View from the window seat:
Karou finally knows who she is, but with this knowledge comes a terrible truth: she fell in love with an enemy and her entire world suffered for it. Karou now plots vengeance for her people by rebuilding a chimera army. Meanwhile, Akiva struggles to redeem himself amidst a devastating war campaign against the chimera. Their dream of a world undivided, a world in peace, seems broken forever.
This was a difficult book to get through. Gone are the days of blissful romance between Karou and Akiva. This is a book of war, harrowing and graphic in its violence. At times, I had to put it down and take a step back, so horrifying are some of the things that happens in this war between angels and demons. Taylor doesn’t shy away from describing in detail the terrible acts of war.

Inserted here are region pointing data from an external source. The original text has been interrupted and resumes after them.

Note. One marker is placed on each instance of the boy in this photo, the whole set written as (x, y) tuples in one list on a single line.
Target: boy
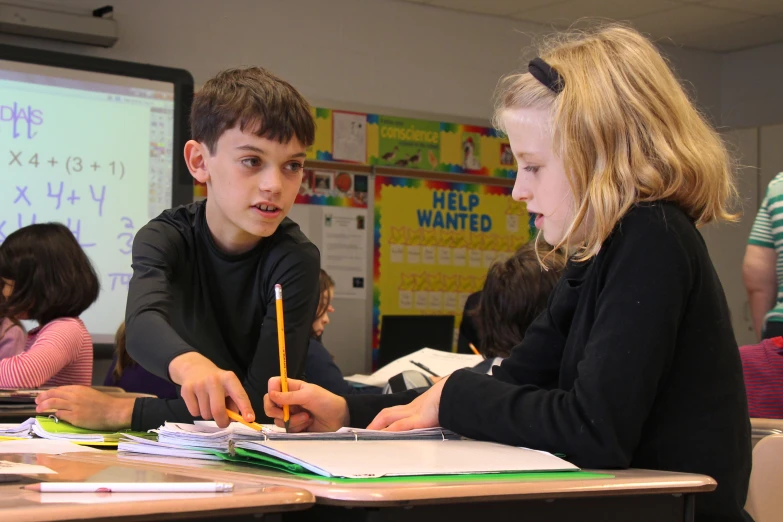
[(201, 305)]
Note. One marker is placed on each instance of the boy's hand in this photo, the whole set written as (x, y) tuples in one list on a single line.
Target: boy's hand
[(312, 408), (85, 407), (421, 413), (208, 390)]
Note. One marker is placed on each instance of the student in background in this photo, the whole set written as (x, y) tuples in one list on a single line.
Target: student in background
[(321, 369), (46, 277), (762, 269), (468, 333), (127, 374), (201, 302), (762, 365), (634, 362), (515, 292), (12, 337)]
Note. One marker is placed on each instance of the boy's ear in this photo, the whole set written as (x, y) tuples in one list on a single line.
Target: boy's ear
[(195, 156)]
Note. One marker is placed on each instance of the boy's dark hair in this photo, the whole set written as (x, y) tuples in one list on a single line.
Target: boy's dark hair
[(251, 98), (52, 275), (514, 294)]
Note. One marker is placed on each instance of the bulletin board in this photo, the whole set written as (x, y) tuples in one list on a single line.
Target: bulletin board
[(434, 241)]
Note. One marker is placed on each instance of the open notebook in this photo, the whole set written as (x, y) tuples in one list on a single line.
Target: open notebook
[(206, 434), (53, 429), (440, 362), (348, 453)]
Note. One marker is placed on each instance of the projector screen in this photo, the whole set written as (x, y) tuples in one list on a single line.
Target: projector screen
[(98, 151)]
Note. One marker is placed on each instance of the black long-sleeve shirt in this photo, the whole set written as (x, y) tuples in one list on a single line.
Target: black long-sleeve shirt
[(633, 364), (188, 295)]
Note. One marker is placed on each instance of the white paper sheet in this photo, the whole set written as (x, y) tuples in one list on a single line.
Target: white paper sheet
[(45, 446), (18, 468), (442, 363), (366, 459)]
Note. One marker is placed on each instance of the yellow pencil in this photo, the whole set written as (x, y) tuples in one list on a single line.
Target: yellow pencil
[(281, 348), (237, 417)]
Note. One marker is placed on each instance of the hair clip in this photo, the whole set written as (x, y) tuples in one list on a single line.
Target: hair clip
[(546, 74)]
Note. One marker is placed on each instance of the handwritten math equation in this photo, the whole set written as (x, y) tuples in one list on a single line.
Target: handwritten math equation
[(71, 165)]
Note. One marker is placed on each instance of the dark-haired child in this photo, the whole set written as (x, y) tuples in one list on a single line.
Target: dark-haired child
[(47, 277)]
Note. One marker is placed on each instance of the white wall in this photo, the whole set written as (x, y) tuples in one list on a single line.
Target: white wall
[(361, 54), (751, 83), (367, 55)]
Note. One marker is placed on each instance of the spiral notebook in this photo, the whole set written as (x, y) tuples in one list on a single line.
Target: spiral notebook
[(347, 453), (368, 458)]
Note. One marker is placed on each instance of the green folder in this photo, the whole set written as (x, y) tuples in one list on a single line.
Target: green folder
[(60, 427), (266, 461)]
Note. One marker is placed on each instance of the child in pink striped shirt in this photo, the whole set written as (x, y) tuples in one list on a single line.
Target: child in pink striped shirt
[(46, 276), (12, 337)]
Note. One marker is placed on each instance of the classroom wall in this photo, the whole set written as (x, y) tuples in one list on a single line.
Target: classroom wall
[(357, 54), (750, 87), (368, 55)]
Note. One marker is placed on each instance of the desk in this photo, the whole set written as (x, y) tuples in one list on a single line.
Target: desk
[(639, 495), (249, 498)]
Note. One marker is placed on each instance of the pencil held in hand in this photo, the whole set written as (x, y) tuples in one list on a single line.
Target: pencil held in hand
[(237, 417), (281, 348)]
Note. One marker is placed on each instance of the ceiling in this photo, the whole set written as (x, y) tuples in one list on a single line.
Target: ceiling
[(709, 25)]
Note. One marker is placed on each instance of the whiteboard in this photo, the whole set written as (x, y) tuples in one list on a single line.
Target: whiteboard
[(94, 151)]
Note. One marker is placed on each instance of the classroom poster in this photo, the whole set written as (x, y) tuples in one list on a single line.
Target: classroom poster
[(434, 242), (404, 142), (475, 150), (344, 250), (321, 149), (333, 188), (349, 132)]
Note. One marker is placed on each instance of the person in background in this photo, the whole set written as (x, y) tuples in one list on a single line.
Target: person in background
[(515, 292), (321, 368), (762, 366), (634, 363), (127, 374), (468, 333), (12, 337), (46, 277), (762, 268)]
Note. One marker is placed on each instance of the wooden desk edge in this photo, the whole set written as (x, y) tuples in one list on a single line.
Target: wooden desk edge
[(204, 506)]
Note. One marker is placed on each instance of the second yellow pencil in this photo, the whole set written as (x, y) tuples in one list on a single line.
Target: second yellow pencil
[(281, 349)]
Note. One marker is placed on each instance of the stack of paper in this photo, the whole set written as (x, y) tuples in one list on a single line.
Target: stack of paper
[(389, 458), (368, 458), (441, 363), (347, 453), (54, 429), (23, 430), (206, 434)]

In many ways, I felt that the relationship between Karou and Akiva was much more realistic in this book. There is the not-little-at-all issue of Akiva inciting the genocide of Karou’s people and ensuring the deaths of her entire family. This obviously tears them apart and quite frankly, I can’t see how their relationship will ever recover.
Then there is the disturbing attempted rape scene. I felt this scene was unnecessary, as the character involved had other motives for a confrontation with the assaulter.
Stylistically, I wasn’t a fan of how the narration randomly switched between characters. Points of view were picked up and then dropped for the rest of the novel. That said, Taylor is a master storyteller, and her writing is just as strong in this book as in the first.
While I didn’t enjoy Days of Blood and Starlight as much as Daughter of Smoke and Bone, it is still an excellent (though harrowing) story, and I look forward to seeing what happens next.